Este es un buen pretexto para agradecerte por todas las veces que me has ayudado. A pesar de no tener mucho tiempo en el foro, he tenido la oportunidad de comprobar tu espíritu de compañerismo y tus amplios conocimientos.

¡Felicidades desde la ciudad y puerto de Tampico (con una playa muy cerquita)!

Un abrazo,

Beatriz (Tampiqueña)


----------



## loladamore

Congratulations, scotu, upon the completion of 3000 worthwhile posts! OK, so I haven't read them all, but I have read a fair few and things are looking pretty good from here.
Well done, and keep 'em coming.

Saludos.
Lola


----------



## fenixpollo

I always congratulate people for being collaborative, but you, scotu, take the cake. You're incredibly conscientious and it shows that you really have the forum's best interests at heart. Please know that the moderators appreciate your efforts in helping to keep the forums organized and running smoothly. 
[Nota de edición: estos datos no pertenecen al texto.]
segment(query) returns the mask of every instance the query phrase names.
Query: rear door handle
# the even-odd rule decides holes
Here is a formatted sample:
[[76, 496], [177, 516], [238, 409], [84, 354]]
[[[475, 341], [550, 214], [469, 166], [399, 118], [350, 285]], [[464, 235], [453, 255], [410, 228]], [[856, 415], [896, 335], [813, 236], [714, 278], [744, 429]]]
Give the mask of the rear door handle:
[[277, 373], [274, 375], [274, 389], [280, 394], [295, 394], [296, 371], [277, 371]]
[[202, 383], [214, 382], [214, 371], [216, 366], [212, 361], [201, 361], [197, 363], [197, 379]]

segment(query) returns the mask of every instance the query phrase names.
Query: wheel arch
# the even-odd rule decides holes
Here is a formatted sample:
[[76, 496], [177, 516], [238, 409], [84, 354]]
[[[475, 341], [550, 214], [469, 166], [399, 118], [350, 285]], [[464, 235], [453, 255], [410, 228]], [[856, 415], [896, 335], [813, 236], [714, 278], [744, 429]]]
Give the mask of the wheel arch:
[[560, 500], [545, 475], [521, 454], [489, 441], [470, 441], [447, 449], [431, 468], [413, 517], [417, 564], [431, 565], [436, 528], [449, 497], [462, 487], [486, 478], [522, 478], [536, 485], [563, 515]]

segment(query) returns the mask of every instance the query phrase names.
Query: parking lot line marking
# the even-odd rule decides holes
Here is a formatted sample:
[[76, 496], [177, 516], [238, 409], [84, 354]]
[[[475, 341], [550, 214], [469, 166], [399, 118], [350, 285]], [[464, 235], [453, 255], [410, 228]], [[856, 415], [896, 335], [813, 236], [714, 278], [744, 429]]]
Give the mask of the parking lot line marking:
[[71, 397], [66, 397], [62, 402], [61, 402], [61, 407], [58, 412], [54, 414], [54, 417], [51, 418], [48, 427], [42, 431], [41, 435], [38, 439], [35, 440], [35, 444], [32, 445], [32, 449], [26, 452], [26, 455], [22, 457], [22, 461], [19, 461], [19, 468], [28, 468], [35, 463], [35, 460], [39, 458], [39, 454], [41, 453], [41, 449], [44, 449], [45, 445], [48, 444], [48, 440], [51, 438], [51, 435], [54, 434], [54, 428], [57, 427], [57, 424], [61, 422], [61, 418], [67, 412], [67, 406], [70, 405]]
*Happy Postiversary, scotu!*


----------



## Soledad Medina

¡Muchas felicitades en tus 3.000 excelentes aportes!!!!
Un cariñoso saludo
Soledad


----------



## Eva Maria

Dear Scotu! Congratulations!

Poco me queda por decir después de todo lo que los demás te han dicho acerca de tu gran capacidad de colaboración, tu amplia cultura, tu amabilidad y tu sentido del humor!

I'll never be able to forget about the limey English, and, obviously, even less about wet love in the rice fields! Hahahahahaha! 

Don't stop sharing yourself with us!

Besos / Kisses!

Eva Maria


----------



## alexacohen

Thank you for all your help and your patience answering all my questions.
Happy 3000.

Alexandra


----------